We don't even have to think on a universal scale to see this in action. Simply consider our inability to predict weather reliably beyond a week. Neither can we predict the shape of any given snowflake, despite our detailed knowledge of water molecules. Chaos occurs, so much so that while we can see patterns emerging in the initial iterations of a phenomenon, after a while, we can no longer meaningfully predict how it will unfold. This is the proverbial flap of a butterfly's wings that eventually creates a hurricane halfway across the world — we cannot possibly hope to know this will happen in advance.

In this sense, determinism cannot be possible. Free will, the ability to make a conscious choice, is thus most definitely not an illusion in this case. The outcome of the choice is not "determined" in advance.

Quote:
Originally Posted by Vexx View Post
...humans operate far more frequently on "mental automatic pilot" than they themselves often realize. They let their past experience and mental baggage, flaky world-view models, etc. drive their choices without re-examining them. This makes them very predictable.
That is if you regard a human as being no more than the sum of his parts. In which case, the menu of choices before any individual is forever confined within a range predetermined by his physical organs.
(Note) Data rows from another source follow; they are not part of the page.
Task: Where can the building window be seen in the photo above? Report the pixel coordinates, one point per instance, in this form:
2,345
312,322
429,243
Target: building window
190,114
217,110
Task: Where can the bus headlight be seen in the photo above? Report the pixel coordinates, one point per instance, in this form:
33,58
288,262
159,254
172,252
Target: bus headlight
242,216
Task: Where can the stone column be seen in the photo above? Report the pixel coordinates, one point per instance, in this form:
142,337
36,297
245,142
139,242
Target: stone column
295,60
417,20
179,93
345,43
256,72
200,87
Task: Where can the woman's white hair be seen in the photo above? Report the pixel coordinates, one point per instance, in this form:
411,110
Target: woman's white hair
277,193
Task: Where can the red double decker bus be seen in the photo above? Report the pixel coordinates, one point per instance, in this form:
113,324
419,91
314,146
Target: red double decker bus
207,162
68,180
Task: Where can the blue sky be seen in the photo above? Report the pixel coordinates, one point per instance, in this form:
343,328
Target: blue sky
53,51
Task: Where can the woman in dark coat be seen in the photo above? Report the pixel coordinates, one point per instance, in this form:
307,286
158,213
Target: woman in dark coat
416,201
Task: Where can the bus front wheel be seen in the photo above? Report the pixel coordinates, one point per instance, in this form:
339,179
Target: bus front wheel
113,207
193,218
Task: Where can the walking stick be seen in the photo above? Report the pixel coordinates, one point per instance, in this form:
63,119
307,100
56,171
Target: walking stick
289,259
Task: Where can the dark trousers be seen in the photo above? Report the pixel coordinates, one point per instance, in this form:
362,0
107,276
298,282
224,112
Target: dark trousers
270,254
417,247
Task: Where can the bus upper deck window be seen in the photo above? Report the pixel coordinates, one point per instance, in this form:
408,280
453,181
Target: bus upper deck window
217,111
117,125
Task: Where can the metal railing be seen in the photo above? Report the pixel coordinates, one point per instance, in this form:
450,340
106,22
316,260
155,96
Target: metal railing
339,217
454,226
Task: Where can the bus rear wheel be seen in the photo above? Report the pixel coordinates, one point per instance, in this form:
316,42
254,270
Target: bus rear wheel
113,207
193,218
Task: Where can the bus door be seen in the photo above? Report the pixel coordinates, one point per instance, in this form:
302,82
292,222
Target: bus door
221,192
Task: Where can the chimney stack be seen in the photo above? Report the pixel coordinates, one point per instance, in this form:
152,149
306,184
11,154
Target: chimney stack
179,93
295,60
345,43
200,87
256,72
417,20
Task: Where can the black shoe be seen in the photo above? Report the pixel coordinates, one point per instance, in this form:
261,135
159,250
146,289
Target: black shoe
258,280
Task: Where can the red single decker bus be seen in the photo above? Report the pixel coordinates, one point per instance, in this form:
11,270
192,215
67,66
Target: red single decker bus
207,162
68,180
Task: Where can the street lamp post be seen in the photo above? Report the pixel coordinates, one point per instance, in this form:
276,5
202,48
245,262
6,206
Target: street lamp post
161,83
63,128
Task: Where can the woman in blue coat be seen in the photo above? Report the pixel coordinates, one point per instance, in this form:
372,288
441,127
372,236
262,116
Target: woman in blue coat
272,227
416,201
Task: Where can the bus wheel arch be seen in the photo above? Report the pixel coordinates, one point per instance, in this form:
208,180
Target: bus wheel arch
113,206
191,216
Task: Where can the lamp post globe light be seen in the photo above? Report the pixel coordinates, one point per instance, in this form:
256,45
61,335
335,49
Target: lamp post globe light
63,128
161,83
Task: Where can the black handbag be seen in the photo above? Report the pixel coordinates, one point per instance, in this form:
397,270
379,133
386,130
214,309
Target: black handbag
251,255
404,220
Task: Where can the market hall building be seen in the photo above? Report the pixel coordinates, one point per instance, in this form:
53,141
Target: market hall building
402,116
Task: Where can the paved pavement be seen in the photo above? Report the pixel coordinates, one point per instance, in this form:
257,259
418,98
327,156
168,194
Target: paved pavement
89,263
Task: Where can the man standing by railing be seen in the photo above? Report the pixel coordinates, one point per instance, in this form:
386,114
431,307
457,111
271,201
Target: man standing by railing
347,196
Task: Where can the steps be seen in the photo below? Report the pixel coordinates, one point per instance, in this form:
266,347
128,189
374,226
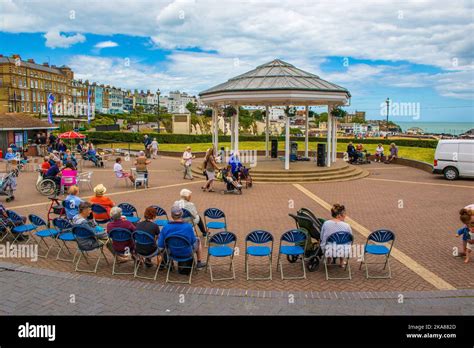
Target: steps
342,173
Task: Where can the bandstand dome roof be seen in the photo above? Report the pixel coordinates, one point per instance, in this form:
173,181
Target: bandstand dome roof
276,82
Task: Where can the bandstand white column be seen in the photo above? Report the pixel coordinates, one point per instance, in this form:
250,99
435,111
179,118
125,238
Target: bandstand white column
306,132
287,143
267,130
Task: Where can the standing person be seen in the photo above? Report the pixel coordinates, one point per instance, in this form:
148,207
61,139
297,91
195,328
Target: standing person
379,153
393,153
187,161
210,167
147,144
154,148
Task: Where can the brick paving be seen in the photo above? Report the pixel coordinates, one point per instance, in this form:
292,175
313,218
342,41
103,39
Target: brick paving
425,226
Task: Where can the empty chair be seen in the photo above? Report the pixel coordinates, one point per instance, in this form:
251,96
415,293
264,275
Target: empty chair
219,248
120,235
160,212
290,245
261,245
338,245
145,241
179,249
130,212
43,234
98,209
87,242
376,245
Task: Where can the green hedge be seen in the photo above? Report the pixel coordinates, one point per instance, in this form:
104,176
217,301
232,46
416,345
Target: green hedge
165,138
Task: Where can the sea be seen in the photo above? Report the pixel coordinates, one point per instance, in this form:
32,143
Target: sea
454,128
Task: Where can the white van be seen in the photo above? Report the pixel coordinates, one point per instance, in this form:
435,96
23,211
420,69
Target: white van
454,158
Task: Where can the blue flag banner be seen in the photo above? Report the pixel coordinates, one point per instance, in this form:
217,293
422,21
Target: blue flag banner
89,95
50,108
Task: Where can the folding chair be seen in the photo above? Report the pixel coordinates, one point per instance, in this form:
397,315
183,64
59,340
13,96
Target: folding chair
214,214
260,238
338,243
98,209
19,228
88,242
377,247
160,212
120,235
130,212
179,249
295,238
64,235
219,247
144,239
43,233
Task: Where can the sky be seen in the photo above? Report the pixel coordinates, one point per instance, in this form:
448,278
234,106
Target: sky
420,54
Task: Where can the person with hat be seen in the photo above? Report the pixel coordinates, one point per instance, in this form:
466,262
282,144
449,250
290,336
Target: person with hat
178,227
100,199
185,203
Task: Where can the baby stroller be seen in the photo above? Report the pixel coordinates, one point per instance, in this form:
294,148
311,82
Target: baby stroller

But a human being is more than the sum of his parts. He has an autonomous mind that emerged out of the biological processes that created him. The mind is an intangible product that requires a whole new set of statistics to measure, separate from the ones that measure our bodily functions.

Thought processes can be reduced to the electrical signals between neurons, but the infinite interactions created something larger than the sum of all those signals: conscious thought, the function of an active mind.

Through conscious decisions, habitual behaviour can be overcome. Physical limits previously thought inviolate can also be surpassed through the conscious application of willpower.

When I think of "free will", I am referring to such conscious thought, something we all have some measure of direct control over, regardless of pre-existing biological constraints.